The last section summarizes the working mode of the real-time task, let's look at the classification of deadline. There are three types of deadline for a real-time task: The first is the implied deadline (implicit deadline), which is not explicitly defined deadline, whose value equals the period parameter. This type of real-time task is relatively low on time requirements, as long as the runtime's CPU resources are allocated within that period. The second is the restricted type deadline (constrained deadline), which is deadline less than (or equal to) the period parameter, a real-time task that has a higher requirement for timing and needs to allocate CPU resources within a time range before the end of the cycle. The last one is arbitrary deadline: deadline and cycle are not related.

Based on the abstract task pattern, the real-time researchers have developed a method to evaluate the scheduling algorithm: first given a set of tasks (including a variety of real-time task types described above), let the test scheduler to dispatch this set of tasks, to evaluate the scheduling ability of the scheduler. The results show that the scheduler using the early Deadline first (EDF) algorithm is considered to be the best in a single processor system. The implication is that when the scheduler is unable to complete a task set schedule, other schedulers are powerless. When scheduling periodic and sporadic tasks on a single-processor system, and the deadline is always less than or equal to the period parameter (that is, constrained deadline), the scheduler based on the deadline parameter performs well and performs optimally.

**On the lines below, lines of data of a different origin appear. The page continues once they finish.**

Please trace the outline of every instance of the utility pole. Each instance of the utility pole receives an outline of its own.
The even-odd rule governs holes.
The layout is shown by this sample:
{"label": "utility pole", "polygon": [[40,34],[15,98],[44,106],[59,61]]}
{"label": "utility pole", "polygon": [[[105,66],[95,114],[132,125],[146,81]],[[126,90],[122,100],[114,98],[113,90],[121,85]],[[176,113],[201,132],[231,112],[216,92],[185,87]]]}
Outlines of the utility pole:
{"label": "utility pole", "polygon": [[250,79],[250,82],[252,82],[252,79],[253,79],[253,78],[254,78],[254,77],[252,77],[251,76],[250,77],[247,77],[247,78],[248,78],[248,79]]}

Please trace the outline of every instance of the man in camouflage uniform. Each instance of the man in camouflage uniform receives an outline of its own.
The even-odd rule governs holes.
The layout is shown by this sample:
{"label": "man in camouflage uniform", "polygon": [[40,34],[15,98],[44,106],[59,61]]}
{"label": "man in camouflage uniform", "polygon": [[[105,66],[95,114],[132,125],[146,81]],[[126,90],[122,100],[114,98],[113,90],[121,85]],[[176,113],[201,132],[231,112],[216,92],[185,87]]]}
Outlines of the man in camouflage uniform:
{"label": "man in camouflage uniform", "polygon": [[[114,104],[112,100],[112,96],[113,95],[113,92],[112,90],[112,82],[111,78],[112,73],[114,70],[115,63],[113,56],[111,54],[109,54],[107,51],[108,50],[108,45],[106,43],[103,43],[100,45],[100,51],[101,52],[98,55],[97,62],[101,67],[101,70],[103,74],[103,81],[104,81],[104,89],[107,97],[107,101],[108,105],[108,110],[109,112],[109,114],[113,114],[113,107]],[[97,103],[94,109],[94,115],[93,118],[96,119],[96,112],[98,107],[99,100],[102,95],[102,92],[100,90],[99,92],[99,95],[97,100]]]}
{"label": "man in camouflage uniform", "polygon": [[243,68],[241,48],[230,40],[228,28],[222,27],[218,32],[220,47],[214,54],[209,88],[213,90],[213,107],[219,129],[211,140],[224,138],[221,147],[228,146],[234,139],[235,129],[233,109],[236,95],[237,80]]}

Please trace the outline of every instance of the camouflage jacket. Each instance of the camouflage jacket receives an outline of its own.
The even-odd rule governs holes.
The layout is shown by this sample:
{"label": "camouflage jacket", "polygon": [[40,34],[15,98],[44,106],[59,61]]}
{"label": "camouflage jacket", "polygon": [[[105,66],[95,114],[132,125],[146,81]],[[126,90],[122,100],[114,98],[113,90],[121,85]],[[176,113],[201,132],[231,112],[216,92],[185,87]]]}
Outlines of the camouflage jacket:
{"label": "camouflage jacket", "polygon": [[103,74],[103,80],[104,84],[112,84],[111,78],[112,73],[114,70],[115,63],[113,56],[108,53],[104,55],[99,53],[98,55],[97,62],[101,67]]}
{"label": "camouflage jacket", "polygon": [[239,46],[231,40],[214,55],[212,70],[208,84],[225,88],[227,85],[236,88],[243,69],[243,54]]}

In fact, for periodic or sporadic tasks whose deadline equals the period parameter (that is, implicit deadline), as long as the set of tasks being dispatched does not use more than 100% of the CPU time, Then the EDF scheduler can complete the dispatch normally, satisfies the deadline requirement of each RT task. The Linux DL Scheduler implements the EDF algorithm.

Let's give a practical example, assuming that there are three periodic tasks in the system, the parameters are as follows (deadline equals period):

Task	Runtime (WCET)	Period
T1	1	4
T2	2	6
T3	3	8

The utilization of these three tasks for CPU time has not reached 100%:cpu utilization = 1/4 + 2/6 + 3/8 = 23/24

For such a set of real-time tasks, the dispatch behavior of the EDF Scheduler is as follows:

Through the 3 RT tasks are well scheduled to meet the respective deadline requirements. What happens if you use a fixed-priority scheduler (such as a FIFO in the Linux kernel)? In fact, no matter how to adjust the priority of each RT task, can not be very good to meet the deadline requirements of each task, there will always be a task of the job after deadline completed, specific reference to the following image:

The biggest benefit of scheduling algorithms based on deadline is that once you know the scheduling parameters for each task in a real-time task set, you don't need to analyze other tasks at all, and you can tell if the real-time task set can be completed before deadline. In a single-processor system, the number of context switches generated by deadline-based scheduling tends to be relatively small. In addition, the scheduling algorithm based on Deadline can dispatch more tasks than fixed-priority scheduling algorithm under the condition that each task satisfies its deadline requirements. Of course, the scheduler based on the deadline parameter (hereafter referred to as the deadline scheduler) also has some drawbacks.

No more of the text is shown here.